Mahmoud Ahmadinejad, the controversial hardliner who was president of Iran from 2005 to 2013, on April 12 unexpectedly registered to run in the presidential race set to take place in May.
Associated Press reported that election officials were stunned when they were requested to process his registration paperwork, given that last year Supreme Leader Ayatollah Ali Khamenei took the unusual step of publicly stating that he had recommended that Ahmadinejad should stay out of the contest, set to culminate on May 19.
Khamenei revealed his thoughts on the matter in a meeting with seminary students, saying it would be better if Ahmadinejad did not return to politics “both for his own and the country’s good”.
The re-election of Ahmadinejad in 2009 sparked huge protests across the country as allegations spread of electoral fraud. His relationship with Khameini became fraught and to this day he remains a polarising figure. It was during Ahmadinejad’s time in office that Iran’s economy was hit with heavy international sanctions because of Western suspicions that Tehran was secretly pursuing nuclear weapons, despite its claims that the Iranian nuclear programme was only concerned with non-military technology.

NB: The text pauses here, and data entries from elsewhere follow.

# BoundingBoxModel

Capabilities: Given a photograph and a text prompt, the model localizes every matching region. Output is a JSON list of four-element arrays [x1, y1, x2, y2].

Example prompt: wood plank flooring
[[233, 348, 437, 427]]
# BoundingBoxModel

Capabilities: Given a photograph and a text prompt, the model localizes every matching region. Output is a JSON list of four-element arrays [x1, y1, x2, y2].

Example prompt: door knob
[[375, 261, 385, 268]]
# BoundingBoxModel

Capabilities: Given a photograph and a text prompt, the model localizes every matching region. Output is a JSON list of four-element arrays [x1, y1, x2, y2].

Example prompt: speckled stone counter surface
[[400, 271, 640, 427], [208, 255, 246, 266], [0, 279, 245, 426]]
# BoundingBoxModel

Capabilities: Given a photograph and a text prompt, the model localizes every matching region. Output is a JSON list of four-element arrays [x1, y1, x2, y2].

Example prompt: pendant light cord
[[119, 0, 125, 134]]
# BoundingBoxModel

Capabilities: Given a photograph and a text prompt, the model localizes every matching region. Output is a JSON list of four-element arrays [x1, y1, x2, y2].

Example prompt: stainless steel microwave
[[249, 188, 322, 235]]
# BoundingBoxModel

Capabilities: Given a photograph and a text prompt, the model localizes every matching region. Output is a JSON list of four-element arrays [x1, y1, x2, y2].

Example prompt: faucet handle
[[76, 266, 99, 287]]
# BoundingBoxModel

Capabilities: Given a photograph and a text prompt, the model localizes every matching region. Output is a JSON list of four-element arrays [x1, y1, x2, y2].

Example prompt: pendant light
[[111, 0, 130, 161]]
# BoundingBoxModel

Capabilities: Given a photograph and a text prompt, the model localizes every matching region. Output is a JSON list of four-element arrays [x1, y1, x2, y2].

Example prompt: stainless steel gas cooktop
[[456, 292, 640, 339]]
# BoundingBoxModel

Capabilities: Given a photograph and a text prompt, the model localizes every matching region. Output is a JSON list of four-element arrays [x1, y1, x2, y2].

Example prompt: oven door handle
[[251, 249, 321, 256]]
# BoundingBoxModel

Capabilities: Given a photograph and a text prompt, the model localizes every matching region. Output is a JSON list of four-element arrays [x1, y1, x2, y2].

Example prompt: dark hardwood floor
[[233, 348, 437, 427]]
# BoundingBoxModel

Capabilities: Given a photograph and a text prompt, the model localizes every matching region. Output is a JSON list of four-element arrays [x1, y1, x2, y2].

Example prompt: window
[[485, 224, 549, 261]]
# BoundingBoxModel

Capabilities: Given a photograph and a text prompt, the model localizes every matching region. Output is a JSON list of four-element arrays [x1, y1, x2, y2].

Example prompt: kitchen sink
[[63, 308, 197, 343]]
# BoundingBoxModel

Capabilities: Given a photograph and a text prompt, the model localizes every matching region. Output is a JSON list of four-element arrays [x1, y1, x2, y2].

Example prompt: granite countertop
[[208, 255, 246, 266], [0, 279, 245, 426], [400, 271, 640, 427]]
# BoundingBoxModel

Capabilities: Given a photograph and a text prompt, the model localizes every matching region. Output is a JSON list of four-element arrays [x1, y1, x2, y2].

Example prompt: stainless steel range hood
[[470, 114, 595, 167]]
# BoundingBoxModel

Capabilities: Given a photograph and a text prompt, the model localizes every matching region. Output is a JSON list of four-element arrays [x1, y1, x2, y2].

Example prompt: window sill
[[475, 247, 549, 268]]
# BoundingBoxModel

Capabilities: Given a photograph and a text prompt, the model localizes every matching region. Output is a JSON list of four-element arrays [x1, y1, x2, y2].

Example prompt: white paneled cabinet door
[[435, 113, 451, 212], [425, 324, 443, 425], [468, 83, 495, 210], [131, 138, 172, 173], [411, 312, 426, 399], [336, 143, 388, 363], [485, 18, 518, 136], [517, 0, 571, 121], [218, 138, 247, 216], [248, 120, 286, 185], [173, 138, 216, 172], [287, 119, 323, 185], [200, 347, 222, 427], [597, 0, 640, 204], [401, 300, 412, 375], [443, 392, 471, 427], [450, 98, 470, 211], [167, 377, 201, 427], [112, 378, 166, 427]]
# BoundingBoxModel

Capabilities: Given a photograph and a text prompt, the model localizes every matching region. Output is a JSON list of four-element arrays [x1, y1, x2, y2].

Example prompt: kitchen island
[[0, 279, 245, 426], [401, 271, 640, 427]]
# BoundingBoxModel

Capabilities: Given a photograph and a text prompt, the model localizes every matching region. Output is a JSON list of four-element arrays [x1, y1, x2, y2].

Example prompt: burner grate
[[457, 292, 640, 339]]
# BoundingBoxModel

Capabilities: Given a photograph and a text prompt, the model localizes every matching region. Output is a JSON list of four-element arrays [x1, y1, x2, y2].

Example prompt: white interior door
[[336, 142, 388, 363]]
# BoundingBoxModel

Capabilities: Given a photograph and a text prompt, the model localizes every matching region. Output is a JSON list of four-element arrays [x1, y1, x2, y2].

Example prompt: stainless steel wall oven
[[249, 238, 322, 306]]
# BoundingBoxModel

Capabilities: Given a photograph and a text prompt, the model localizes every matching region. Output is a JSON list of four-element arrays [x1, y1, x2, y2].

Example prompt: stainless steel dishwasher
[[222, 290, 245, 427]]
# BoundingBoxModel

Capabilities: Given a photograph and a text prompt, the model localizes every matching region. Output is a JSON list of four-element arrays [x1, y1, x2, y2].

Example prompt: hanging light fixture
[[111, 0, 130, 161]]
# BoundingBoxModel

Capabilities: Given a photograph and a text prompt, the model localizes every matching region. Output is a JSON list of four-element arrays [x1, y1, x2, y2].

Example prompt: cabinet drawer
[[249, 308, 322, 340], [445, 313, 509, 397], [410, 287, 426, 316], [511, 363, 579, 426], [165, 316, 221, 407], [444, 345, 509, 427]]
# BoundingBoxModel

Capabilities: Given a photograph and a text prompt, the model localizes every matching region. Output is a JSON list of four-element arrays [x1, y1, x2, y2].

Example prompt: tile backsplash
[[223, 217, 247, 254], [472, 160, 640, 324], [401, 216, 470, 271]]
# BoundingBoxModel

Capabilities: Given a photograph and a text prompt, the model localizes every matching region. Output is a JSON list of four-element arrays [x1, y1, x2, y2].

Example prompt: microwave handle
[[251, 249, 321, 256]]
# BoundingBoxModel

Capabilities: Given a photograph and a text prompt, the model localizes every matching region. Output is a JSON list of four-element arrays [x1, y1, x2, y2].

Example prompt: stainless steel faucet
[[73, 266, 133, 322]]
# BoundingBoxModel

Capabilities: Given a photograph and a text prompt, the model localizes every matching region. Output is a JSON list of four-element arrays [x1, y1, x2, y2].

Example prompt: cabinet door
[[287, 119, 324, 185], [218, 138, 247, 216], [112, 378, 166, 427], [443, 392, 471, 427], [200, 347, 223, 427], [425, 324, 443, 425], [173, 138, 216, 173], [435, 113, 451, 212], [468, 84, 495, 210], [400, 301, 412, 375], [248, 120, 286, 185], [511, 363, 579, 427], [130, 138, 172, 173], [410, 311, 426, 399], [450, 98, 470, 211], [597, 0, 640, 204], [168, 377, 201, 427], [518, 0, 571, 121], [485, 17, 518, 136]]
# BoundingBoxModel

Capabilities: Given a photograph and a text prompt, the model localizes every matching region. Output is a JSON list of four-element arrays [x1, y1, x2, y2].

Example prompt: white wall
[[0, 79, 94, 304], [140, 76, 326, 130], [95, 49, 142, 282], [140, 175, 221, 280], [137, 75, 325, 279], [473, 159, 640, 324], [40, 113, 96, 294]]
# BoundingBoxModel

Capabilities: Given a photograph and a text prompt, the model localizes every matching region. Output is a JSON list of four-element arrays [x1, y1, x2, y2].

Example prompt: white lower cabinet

After flatly ignoring the top cleric’s advice by registering to run in the upcoming election, Ahmadinejad told reporters: “He said I should not participate. However, it does not mean I am banned [from participating].” He added that it was “just advice”.
Like all those bidding to run - including incumbent moderate President Hassan Rouhani who secured the lifting of many of the international sanctions by signing the nuclear deal in 2015 - Ahmadinejad will have to get past the Guardian Council to make it on to the ballot paper. This body of jurists and clerics who are close to Khamenei vets all candidates.
At a Tehran press conference on April 5, during which Ahmadinejad confidant and protégé Hamid Baghaei announced his intended candidacy for the election, the former president said he did not plan to run himself.
Analysts have so far settled on Ebrahim Raisi, a top hardliner who on April 9 confirmed his intention to stand in the election, as the conservative who might unite the various conservative factions.
Raisi on April 12 announced that his campaign manager would be former parliamentarian Mehdi Hashemi.